# Talbot Express ignition problem



## patman (Jan 1, 2007)

Evening all
My 2.5 diesel engined Talbot Express wouldn't start for me today when I was miles from home. I got a local mechanic to have a look and he managed to get me going. When I switched the ignition on the injector heater light didn't come on. She would turn over but not start. The mechanic said that the fuel pump solenoid was not getting any power and used a wire from the battery to the solenoid to activate it. This got me most of the way home before it just died on me. I rigged a wire from the battery to the solenoid and it started again. I've had this problem before and a mechanic changed the ignition switch and it seemed ok. The problem reoccured again a couple of months later but fixed itself after a few minutes.
On another post Cyclic had a similar problem and he thought it was the main engine power relay.
When I connected a wire from the battery to the fuel pump solenoid I heard a click from a blue box on the left hand side of the engine compartment.
Do you think it's the ignition switch or the relay or even something else?
Regards Patman


----------



## Steptoe (Nov 8, 2005)

Hi Patman,

I recently had an annoying electrical fault on my 2.5TDI which caused a momentary cutting out of the engine due to no power to the fuel solenoid. 

I thought at first it was the ignition switch (luckily the Fiat dealer didn't have one in stock, so didn't waste money) however after some trials and tribulations, well documented on the forum, I eventually found a faulty connector in the main feed from battery to ignition switch.

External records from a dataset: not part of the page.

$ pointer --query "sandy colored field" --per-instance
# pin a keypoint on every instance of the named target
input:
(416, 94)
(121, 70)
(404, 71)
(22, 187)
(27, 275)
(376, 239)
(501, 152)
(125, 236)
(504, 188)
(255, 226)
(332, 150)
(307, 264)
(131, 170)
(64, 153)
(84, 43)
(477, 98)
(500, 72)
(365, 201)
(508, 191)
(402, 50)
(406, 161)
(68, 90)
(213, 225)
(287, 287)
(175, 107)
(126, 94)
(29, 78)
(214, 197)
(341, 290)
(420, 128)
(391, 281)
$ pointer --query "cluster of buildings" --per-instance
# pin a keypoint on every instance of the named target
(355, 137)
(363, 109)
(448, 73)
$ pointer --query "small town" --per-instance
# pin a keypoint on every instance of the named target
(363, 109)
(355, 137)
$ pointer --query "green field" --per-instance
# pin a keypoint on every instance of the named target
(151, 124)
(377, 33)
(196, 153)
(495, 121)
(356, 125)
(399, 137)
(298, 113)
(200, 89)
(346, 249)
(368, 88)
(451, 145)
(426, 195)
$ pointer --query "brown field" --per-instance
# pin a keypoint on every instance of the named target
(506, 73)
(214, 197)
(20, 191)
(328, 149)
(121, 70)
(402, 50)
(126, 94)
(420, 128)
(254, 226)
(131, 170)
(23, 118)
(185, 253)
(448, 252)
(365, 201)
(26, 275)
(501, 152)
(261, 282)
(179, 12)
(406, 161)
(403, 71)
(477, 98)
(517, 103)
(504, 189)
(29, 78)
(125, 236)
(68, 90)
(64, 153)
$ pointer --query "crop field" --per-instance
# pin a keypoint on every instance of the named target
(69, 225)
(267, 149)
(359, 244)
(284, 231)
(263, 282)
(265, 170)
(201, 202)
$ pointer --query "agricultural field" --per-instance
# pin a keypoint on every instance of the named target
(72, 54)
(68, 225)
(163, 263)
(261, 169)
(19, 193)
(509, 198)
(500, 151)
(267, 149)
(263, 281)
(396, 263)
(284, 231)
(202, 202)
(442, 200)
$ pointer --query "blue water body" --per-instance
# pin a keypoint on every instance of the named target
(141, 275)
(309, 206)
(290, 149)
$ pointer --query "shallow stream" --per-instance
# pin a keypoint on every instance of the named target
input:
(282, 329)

On my van, a '98 Ducato, this connector block is under dashboard, drivers side, resting on wheelarch, the cable is a thick red one.

One check you could make is to get under the dashboard the next time you have the fault and wriggle a few wires to see if you can clear it. This will indicate if there is a faulty connection.


----------



## patman (Jan 1, 2007)

Many thanks for that. The engine will not start at all now unless I run a wire from battery to fuel solenoid. It seems like a broken connection or failed component. The charging light comes on and the handbrake light but the pre heater light doesn't. It will crank but won't start and the lights don't work. 
Regards Patman


----------



## loddy (Feb 12, 2007)

Is it fitted with a faulty immobiliser

Loddy


----------



## patman (Jan 1, 2007)

Evening all
You're a top man Steptoe! I looked under the dash board and pulled and shook the wires about and lo and behold, one faulty wire connection on a four connector block. I pulled it out and used a fresh connector which cured the bugger. Happy days!
Many thanks to anyone who replied.
Patman

Ps. I found that a wire from the battery to the pump solenoid will get the pump working in an emergency.


----------